Before being thrust into football organizational duties, Roberts, a graduate of the school, worked in the human services department for the Norfolk Community Services Board.

Learning Curve

She also served as the travel coordinator in the NSU athletics business office for three years. There, she coordinated all travel for the athletics department, including staff and team travel, so she wasn’t totally oblivious to football, but things such as field movement, play direction and other football-related terms were very vague to Roberts.

Scott was so excited to have Roberts in the position that he helped prepare her for the task ahead, giving her pointers and plans to make the transition a lot smoother. Her crash course included learning what the game was about and the different positions. The hardest part was getting her to understand how the program incorporates 98 players into different teams but competes as one unified squad.

“It’s refreshing and it’s exciting,” Roberts, 44, a graduate of Norview High in Norfolk told the Virginia-Pilot back in September. “It’s a role that I would not have imagined myself to sit in because I don’t come from a background of sports.”

New Responsibilities

The responsibilities of Roberts’ new job extends far beyond the football field. Her administrative acumen is why Scott approved of her hiring. Roberts will also handle financial aid, meals, academics, football camps, and building relationships with NFL scouts.

Making sure that strong, organized systems are in place is especially important for the football program as student-athletes tread through these COVID-19 chartered waters. Keeping the infection rate down to allow the student-athletes to proceed on their unforgettable journey is a top priority.

Roberts and Scott will work closely with campus officials to keep the football program safe. Beginning each day between 4 and 5 AM, the tandem sends out reminders for the players to get COVID screening (Weekly, Daily and Random).

The young men see her as a mother to the program and her vision and experience outside of football allows her to see things they don’t — from a sagacious woman’s perspective. A perspective that has nothing to do with the ability to get the job done, but everything to do with culture and changing perceptions about women leaders in male-dominated sports.

New Trend In Hiring

She’s the first in NSU history to hold this title, but there have been others in Division 1 (FBS) to do the same and the numbers are rising.
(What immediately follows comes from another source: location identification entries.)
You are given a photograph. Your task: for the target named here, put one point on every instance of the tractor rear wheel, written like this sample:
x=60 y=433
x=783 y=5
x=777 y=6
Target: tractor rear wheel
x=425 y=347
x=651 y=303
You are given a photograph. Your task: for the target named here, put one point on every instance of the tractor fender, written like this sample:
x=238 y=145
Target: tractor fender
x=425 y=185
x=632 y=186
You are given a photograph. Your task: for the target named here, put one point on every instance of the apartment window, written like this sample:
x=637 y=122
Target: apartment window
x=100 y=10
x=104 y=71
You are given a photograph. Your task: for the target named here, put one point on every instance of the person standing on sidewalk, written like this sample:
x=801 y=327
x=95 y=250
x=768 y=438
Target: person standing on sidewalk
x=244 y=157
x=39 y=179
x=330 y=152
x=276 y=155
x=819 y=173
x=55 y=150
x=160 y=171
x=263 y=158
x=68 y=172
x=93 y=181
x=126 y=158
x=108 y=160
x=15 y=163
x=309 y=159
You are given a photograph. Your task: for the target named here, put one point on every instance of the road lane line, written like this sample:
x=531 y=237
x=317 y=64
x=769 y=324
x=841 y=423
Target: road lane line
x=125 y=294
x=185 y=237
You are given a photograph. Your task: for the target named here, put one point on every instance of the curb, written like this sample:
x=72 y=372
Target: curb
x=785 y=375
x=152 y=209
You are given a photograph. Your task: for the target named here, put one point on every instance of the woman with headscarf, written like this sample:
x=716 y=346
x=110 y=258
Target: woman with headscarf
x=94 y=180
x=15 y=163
In February, Notre Dame named Olivia Mitchell to the same position in South Bend. As Notre Dame’s director of football operations, Mitchell supervises and coordinates many of the program’s administrative and operational details, including team travel, preseason camp arrangements, the annual coaches clinic, and summer camps. She reports to Ron Powlus, Notre Dame’s associate athletic director for football and a former hot-shot Fighting Irish QB during the end of the Lou Holtz era.
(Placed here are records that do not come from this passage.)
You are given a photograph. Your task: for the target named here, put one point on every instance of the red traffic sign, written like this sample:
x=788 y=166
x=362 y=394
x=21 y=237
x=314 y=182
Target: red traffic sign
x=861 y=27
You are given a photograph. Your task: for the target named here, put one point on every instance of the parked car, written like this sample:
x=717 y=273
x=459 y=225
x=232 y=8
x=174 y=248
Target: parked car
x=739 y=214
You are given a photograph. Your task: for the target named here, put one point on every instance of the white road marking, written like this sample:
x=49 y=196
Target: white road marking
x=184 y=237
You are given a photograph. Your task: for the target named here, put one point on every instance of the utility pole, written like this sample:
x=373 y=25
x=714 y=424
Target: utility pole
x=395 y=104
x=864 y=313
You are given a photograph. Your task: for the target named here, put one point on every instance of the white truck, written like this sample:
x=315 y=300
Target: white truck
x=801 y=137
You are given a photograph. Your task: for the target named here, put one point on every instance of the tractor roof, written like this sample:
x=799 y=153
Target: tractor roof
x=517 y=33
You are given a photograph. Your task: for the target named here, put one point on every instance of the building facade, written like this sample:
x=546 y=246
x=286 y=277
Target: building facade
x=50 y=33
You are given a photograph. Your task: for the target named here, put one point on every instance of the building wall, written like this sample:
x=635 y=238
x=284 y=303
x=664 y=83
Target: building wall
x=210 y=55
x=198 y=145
Mitchell became the eighth woman actively working as a director of football operations for a Power Five program. She’s also the first Black woman to serve in that capacity at Notre Dame. Erica Genise held the title from 2002-04 under former head coach Tyrone Willingham.

Similar to Roberts, Mitchell worked her way up the ranks by performing exceptionally at her job.
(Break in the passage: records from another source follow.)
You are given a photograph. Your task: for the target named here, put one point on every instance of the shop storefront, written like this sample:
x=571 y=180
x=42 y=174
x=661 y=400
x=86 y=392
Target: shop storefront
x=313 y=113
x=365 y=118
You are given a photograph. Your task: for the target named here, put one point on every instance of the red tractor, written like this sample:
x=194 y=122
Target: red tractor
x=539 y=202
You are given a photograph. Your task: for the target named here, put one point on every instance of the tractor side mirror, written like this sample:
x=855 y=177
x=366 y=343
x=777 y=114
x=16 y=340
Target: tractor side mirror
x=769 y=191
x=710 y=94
Mitchell has been involved with the Irish football program since her freshman year as an ND student. In four years, she worked her way up to senior recruiting assistant. Mitchell, who also was a cheerleader for the Irish, interned with sports agency Athletes First and the Chicago Bears as an undergraduate.

In 2016, Danielle Bartelstein was hired by current head coach Justin Fuente to run things at VA Tech in Blacksburg as Senior Director of Football Operations. At the time, there was only one other female in that position at the FBS level.

In 2019, she was hired by the College Football Playoff as the organization’s director of football operations. Bartelstein got her start under former Stanford head coach Jim Harbaugh and then under Gary Patterson at TCU before following Fuente from Waco TX to Blacksburg.

In a male-dominated field, it’s good to see women making a mark and showing they can do the job just as good and if not better than their male counterparts.